Though Carr seems to be naturally one of the most organised comedians on the circuit, there is a large element of him making the most of his current popularity. He noted that he was ‘making hay’ when we spoke of the fickleness of telly fame once but three years on, and despite his continuing success, he remains philosophical.

“I’ve still got the same attitude towards it – it feels like it might be a footballer’s career. Four nights at the Manchester Apollo just feels like… wow! It feels like such a privilege to play. It’s a weird thing that you get 2,500 people all with the same sense of humour, all in the same room. I can’t get enough of that.”

Friendly

Certainly over the past few years he’s built up a faithful audience that returns year after year, used to and enjoying his infamous, cheekily wicked sense of humour.

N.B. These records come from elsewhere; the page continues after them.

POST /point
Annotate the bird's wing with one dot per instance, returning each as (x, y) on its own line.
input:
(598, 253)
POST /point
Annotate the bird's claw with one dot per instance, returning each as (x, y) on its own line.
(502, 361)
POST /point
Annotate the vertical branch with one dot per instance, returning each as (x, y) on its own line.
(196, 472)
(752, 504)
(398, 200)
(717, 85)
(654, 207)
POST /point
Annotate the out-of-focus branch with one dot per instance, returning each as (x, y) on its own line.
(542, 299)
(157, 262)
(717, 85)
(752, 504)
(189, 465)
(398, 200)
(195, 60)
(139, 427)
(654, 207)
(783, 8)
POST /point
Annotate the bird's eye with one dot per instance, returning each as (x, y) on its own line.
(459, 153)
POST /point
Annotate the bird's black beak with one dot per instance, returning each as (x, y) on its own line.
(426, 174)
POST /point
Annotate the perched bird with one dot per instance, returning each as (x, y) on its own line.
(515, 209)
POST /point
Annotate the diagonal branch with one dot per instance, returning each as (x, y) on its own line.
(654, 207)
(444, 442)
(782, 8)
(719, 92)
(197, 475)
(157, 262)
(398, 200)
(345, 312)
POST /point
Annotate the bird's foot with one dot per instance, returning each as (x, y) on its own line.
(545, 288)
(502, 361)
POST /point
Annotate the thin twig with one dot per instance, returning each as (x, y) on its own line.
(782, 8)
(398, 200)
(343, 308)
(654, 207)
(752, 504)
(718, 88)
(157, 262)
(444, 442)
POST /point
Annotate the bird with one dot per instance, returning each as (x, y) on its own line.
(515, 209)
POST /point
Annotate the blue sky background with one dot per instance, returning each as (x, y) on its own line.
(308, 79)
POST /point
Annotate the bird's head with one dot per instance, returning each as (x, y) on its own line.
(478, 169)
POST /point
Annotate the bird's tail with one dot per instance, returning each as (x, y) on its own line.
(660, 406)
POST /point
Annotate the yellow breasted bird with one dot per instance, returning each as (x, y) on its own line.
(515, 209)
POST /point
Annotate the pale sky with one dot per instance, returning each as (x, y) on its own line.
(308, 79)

“They’re tough to offend, my people. But I try…” he laughs. “I think I’ve made more of an effort this year than before. You don’t know where the edge is until you push. But I think people are pretty comedy savvy and have the DVD or have seen me live before so they know what to expect.

“I think there are very few people thinking, ‘oh, he seems like a nice young man. Very clean cut, maybe he’ll tell nice jokes’. Noooo…”

The last time we saw Carr he was forming someone else’s audience, causing a ripple of, ‘oh, look who it is’ comments in Justin Moorhouse’s and John Bishop Edinburgh shows this year.

“I do go to a lot of comedy shows. If I had a couple of nights off I’d go to stuff at the Manchester Festival. I just really enjoy it as a night out. It’s nice that people acknowledge it and go, ‘oh, hello’. I love the attention. I’m glad of it. It makes the world very friendly.”

So hopefully he won’t mind being approached now we’ve divulged where he likes to have lunch when he’s in town.

Jimmy Carr is at the Apollo on October 23, 24 and 25 and returns on December 19. The DVD is out on November 2 (2009).